Both of these weaknesses in the hashing strategy can be overcome by making a small addition to our hashing algorithm. Before generating the hash we create a random string of characters of a predetermined length, and prepend this string to our plain text password. Provided the string (called a "salt") is of sufficient length - and of course sufficiently random - the resulting hash will almost certainly be different each time we execute the function. Of course we must also store the salt we've used in the database along with our hash but this is generally no more of an issue than extending the width of the field by a few characters.
When we validate a user's login credentials we follow the same process, only this time we use the salt from our database instead of generating a new random one. We add the user supplied password to it, run our hashing algorithm, then compare the result with the hash stored in that user's profile.
define('SALT_LENGTH', 9);

function generateHash($plainText, $salt = null)
{
    if ($salt === null)
    {
        $salt = substr(md5(uniqid(rand(), true)), 0, SALT_LENGTH);
    }
    else
    {
        $salt = substr($salt, 0, SALT_LENGTH);
    }

    return $salt . sha1($salt . $plainText);
}

?>
Note: The function above is limited in that the maximum salt length is 32 characters. You may wish to write your own salt generator to overcome this limit and increase the entropy of the string.
Calling generateHash() with a single argument (the plain text password) will cause a random string to be generated and used for the salt. The resulting string consists of the salt followed by the SHA-1 hash - this is to be stored away in your database. When you're checking a user's login, the situation is slightly different in that you already know the salt you'd like to use. The string stored in your database can be passed to generateHash() as the second argument when generating the hash of a user-supplied password for comparison.
Using a salt overcomes the issue of multiple accounts with the same password revealing themselves with identical hashes in your database. Although two passwords may be the same the salts will almost certainly be different, so the hashes will look nothing alike.
Dictionary attacks with pre-generated lists of hashes will be useless for the same reason - the attacker will now have to recalculate their entire dictionary for every individual account they're attempting to crack.

Summary

We've seen now what hashes are and why you should store them instead of the plain text passwords they represent in your database. The examples above are a starting point and will get you on the right track with using hashes in your PHP applications.

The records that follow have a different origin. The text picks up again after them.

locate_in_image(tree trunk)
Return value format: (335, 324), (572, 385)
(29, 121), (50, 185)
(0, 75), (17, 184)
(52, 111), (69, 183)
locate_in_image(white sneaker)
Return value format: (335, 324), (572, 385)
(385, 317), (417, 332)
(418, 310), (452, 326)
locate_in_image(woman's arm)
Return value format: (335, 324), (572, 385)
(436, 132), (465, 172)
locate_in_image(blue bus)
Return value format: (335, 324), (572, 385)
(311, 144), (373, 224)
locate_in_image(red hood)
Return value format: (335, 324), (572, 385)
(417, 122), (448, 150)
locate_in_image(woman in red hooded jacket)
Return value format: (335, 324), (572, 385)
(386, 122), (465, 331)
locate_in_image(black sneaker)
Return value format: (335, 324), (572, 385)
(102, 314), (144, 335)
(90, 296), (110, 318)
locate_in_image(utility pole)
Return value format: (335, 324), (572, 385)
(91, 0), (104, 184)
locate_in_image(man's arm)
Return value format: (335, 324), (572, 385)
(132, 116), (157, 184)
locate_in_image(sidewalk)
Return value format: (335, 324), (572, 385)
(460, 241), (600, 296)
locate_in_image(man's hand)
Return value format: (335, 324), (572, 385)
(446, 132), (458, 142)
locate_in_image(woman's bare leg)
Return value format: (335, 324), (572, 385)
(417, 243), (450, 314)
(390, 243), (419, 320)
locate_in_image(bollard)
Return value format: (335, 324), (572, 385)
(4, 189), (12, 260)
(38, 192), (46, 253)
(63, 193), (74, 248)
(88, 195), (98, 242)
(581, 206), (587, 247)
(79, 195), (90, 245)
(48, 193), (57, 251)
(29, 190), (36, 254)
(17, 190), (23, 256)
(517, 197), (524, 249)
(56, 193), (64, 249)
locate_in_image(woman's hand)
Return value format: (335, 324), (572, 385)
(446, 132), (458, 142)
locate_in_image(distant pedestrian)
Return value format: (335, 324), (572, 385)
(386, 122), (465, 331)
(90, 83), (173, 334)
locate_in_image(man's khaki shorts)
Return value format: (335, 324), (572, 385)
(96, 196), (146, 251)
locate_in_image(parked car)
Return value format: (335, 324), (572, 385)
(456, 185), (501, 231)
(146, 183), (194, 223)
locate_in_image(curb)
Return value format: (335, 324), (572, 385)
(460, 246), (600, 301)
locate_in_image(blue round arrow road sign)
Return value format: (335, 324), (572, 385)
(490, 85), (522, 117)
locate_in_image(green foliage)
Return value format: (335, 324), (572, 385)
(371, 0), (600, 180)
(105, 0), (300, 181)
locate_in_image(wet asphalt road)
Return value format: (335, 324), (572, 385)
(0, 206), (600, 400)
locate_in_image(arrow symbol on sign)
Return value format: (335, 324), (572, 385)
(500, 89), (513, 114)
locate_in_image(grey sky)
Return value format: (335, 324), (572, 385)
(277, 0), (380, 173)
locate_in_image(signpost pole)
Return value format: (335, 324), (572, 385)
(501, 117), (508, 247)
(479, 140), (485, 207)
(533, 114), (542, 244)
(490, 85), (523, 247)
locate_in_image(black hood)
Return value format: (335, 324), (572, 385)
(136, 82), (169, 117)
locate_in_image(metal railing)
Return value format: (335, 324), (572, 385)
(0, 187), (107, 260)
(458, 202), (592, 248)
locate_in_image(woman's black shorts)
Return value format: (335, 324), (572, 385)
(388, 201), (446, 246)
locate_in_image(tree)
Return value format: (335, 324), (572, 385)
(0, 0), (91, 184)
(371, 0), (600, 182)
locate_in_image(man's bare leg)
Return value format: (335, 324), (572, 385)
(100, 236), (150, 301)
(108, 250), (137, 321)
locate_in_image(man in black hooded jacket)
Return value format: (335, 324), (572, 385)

A little bit of work now may well mean much less of a headache further down the track!

MySQL 4.1+ using old authentication

When I was working with XAMPP in Ubuntu and asked write PHP script to connect to remote MySQL server which is using PASSWORD hash function to save the password for user, and I found following error.

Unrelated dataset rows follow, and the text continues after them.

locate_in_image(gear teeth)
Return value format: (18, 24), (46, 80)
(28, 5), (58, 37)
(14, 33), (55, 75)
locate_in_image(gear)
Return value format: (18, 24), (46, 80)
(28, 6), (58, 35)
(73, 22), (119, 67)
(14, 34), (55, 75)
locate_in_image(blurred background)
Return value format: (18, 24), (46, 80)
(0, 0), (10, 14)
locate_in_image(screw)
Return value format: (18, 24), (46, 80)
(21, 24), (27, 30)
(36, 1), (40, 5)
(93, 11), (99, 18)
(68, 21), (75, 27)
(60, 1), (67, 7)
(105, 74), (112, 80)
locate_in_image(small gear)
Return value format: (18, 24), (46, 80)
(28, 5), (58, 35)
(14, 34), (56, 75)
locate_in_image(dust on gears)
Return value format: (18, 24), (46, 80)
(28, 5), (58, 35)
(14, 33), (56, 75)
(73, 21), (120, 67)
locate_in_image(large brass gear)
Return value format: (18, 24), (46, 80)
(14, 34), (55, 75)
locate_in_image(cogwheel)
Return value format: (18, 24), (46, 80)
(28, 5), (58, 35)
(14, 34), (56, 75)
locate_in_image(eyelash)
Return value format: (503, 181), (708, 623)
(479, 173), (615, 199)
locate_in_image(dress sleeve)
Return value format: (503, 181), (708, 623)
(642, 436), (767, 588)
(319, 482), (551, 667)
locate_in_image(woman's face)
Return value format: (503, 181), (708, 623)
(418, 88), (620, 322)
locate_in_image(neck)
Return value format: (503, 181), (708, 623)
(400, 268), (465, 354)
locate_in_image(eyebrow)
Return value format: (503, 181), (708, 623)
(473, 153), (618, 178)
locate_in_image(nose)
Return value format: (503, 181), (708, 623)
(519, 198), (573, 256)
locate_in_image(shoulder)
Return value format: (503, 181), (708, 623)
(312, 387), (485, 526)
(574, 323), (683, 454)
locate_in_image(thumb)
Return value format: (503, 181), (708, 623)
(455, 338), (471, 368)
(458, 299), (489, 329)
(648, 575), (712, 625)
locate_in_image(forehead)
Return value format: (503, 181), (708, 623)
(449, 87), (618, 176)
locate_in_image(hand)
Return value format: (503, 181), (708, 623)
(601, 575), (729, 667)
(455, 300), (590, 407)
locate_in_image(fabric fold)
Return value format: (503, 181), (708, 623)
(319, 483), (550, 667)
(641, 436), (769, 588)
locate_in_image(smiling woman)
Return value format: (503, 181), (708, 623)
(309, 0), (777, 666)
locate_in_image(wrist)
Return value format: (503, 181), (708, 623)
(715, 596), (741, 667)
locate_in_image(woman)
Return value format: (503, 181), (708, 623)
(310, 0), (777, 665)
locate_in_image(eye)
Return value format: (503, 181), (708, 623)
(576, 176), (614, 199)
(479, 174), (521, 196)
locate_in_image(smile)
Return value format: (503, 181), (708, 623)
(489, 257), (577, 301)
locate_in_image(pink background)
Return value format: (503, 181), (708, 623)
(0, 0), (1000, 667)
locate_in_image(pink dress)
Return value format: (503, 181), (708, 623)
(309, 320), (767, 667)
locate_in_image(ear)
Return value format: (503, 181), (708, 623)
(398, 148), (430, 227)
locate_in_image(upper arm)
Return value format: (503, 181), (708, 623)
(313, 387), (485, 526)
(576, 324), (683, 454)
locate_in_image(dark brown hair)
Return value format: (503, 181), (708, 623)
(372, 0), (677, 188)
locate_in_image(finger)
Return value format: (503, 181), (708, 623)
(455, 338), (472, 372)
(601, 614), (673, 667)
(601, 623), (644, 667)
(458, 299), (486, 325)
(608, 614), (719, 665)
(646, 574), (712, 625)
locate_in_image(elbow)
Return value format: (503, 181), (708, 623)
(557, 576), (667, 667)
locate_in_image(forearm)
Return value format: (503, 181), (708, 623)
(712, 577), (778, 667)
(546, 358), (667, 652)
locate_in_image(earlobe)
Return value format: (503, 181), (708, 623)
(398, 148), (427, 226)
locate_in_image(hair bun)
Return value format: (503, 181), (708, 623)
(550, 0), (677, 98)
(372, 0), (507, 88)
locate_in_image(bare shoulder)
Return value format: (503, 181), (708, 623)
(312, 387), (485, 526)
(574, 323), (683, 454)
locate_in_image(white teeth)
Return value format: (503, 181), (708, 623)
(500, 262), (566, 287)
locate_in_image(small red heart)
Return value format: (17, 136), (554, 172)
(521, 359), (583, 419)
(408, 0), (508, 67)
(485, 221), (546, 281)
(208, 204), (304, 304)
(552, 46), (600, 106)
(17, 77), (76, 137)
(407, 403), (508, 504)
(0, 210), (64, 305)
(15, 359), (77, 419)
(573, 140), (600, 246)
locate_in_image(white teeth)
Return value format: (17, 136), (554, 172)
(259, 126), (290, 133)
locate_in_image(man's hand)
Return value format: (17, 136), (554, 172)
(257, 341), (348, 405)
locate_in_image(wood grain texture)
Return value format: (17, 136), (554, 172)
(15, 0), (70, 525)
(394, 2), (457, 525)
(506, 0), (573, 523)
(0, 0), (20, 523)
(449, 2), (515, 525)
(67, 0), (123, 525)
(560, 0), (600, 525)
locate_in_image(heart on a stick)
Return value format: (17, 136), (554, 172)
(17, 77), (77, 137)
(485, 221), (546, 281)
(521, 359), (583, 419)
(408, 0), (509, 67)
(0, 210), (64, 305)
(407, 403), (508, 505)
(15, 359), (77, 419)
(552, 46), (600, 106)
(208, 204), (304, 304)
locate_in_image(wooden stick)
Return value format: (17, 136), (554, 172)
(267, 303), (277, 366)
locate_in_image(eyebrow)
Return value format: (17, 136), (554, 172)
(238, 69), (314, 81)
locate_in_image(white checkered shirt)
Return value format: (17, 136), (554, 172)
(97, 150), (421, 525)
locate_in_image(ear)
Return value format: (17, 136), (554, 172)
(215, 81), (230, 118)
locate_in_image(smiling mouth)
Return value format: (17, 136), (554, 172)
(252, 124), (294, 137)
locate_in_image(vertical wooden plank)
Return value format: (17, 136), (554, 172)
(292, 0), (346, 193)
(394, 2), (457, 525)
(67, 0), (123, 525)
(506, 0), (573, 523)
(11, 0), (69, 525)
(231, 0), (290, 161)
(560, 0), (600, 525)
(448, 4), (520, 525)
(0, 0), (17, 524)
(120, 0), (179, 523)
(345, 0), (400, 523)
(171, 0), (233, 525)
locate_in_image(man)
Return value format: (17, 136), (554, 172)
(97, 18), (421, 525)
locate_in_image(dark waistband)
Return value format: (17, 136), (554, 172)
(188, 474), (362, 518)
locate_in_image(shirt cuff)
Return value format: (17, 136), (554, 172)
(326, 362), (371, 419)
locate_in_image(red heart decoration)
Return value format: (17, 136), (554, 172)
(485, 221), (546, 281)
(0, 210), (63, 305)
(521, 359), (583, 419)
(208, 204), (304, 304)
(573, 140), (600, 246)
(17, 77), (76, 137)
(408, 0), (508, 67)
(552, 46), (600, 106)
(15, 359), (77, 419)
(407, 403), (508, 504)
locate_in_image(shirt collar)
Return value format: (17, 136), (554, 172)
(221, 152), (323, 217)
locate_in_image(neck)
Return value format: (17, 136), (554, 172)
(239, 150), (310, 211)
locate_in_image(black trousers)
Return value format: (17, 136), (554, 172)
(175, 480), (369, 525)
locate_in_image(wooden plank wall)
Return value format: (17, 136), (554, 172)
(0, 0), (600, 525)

Warning: mysql_connect() [function.mysql-connect]: Premature end of data (mysqlnd_wireprotocol.c:554) in path/to/the/file/where/connection/script/is/written/

Warning: mysql_connect() [function.mysql-connect]: OK packet 1 bytes shorter than expected in path/to/the/file/where/connection/script/is/written/

Warning: mysql_connect() [function.mysql-connect]: mysqlnd cannot connect to MySQL 4.1+ using the old insecure authentication. Please use an administration tool to reset your password with the command SET PASSWORD = PASSWORD('your_existing_password'). This will store a new, and more secure, hash value in mysql.user. If this user is used in other scripts executed by PHP 5.2 or earlier you might need to remove the old-passwords flag from your my.cnf file in path/to/the/file/where/connection/script/is/written/

As you will see, the core issue here is that MySQL can have passwords with hashes stored in the old 16-character format, which is not supported by PHP 5.3′s new mysqlnd library.
Since I couldn’t find a good solution with a quick Google, here is how I solved this without having to downgrade PHP or MySQL (as some of the solutions suggested):

1. Change MySQL to NOT to use old_passwords
It seems that even MySQL 5.x versions still default to the old password hashes. You need to change this in “my.cnf” (e.g. /etc/my.cnf): remove or comment out the line that says
old_passwords = 1
Restart MySQL. If you don’t, MySQL will keep using the old password format, which will mean that you cannot upgrade the passwords using the builtin PASSWORD() hashing function. You can test this by running:
 
mysql> SELECT Length(PASSWORD('xyz'));
+-------------------------+
| Length(PASSWORD('xyz')) |
+-------------------------+
|                      16 |
+-------------------------+
1 row in set (0.00 sec)

The old password hashes are 16 characters, the new ones are 41 characters.
2. Change the format of all the passwords in the database to the new format
Connect to the database, and run the following query:
mysql> SELECT user,  Length(`Password`) FROM `mysql`.`user`;

This will show you which passwords are in the old format, ex:
+----------+--------------------+
| user     | Length(`Password`) |
+----------+--------------------+
| root     |                 41 |
| root     |                 16 |
| user2    |                 16 |
| user2    |                 16 |
+----------+--------------------+
Notice here that each user can have multiple rows (one for each different host specification).
To update the password for each user, run the following:
UPDATE mysql.user SET Password = PASSWORD('password') WHERE user = 'username';
Finally, flush privileges:
FLUSH PRIVILEGES;